As a data scientist, you are guaranteed to be on the front line of future ethics debates:
- Examining a web user’s data can invade their privacy
- Monitoring communications has legal implications
- Placing sensors in household objects raises red flags
- Hoarding data indiscriminately makes the FTC very unhappy
- Predictive models can have disastrous results for unlucky individuals
Indeed, in the words of Edith Ramirez, Commissioner of the FTC at the Technology Policy Institute Aspen Forum in 2013, in this brave new world of data science:
“Individuals may be judged not because of what they’ve done, or what they will do in the future, but because inferences or correlations drawn by algorithms suggest they may behave in ways that make them poor credit or insurance risks, unsuitable candidates for employment or admission to schools or other institutions, or unlikely to carry out certain functions.”
These are risks your company can’t afford to ignore. Whatever the project, you’ll need to consider what effect your work will have on the lives of customers and clients.
The Elevator Speech
In the end, it comes to down to a few simple must-haves.

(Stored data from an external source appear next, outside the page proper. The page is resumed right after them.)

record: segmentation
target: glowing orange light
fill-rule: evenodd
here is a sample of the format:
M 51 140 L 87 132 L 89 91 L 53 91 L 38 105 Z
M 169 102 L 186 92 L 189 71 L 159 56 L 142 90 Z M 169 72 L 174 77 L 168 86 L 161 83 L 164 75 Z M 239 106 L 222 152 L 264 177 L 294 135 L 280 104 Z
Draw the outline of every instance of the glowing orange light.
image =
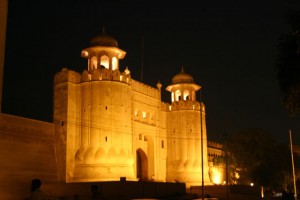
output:
M 82 57 L 88 57 L 89 56 L 89 52 L 87 52 L 87 51 L 81 51 L 81 56 Z
M 212 182 L 217 185 L 222 183 L 222 173 L 217 168 L 212 168 Z
M 143 115 L 144 119 L 147 117 L 147 113 L 146 112 L 143 112 L 142 115 Z

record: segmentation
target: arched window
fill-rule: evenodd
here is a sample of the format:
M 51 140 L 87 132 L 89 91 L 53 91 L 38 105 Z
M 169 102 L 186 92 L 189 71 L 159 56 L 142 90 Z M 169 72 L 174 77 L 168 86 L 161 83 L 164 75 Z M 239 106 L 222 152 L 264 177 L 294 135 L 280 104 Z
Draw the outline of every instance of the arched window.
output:
M 175 92 L 175 100 L 176 100 L 176 101 L 181 100 L 181 91 L 180 91 L 180 90 L 177 90 L 177 91 Z
M 116 70 L 118 69 L 118 59 L 116 57 L 113 57 L 112 58 L 112 63 L 111 63 L 111 67 L 112 67 L 112 70 Z
M 109 69 L 109 58 L 108 58 L 108 56 L 106 56 L 106 55 L 101 56 L 100 65 L 104 66 L 106 69 Z
M 184 90 L 184 92 L 183 92 L 183 100 L 190 100 L 190 91 Z

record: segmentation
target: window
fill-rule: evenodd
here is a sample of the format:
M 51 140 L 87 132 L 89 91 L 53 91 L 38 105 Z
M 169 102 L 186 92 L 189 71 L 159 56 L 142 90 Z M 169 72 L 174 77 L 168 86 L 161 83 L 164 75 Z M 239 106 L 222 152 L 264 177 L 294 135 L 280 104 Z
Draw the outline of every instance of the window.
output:
M 183 100 L 189 100 L 190 92 L 188 90 L 184 90 L 183 92 Z
M 112 58 L 111 66 L 112 66 L 112 70 L 118 69 L 118 60 L 117 60 L 116 57 L 113 57 L 113 58 Z
M 100 61 L 101 65 L 104 66 L 106 69 L 109 69 L 109 58 L 108 56 L 104 55 L 101 56 L 101 61 Z
M 176 101 L 179 101 L 181 99 L 181 92 L 180 92 L 180 90 L 177 90 L 176 92 L 175 92 L 175 100 Z
M 146 112 L 143 112 L 143 113 L 142 113 L 142 116 L 143 116 L 143 119 L 146 119 L 147 113 L 146 113 Z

I’ll step aside and let Harris explain what Chris Pouliot, Director of Algorithms and Analytics at Netflix, is really looking for in candidates:
“An advanced degree in a quantitative field; hands-on experience hacking data (ideally using Hive, Pig, SQL or Python); good exploratory analysis skills; the ability to work with engineering teams; and the ability to generate and create algorithms and models rather than relying on out-of-the-box ones.”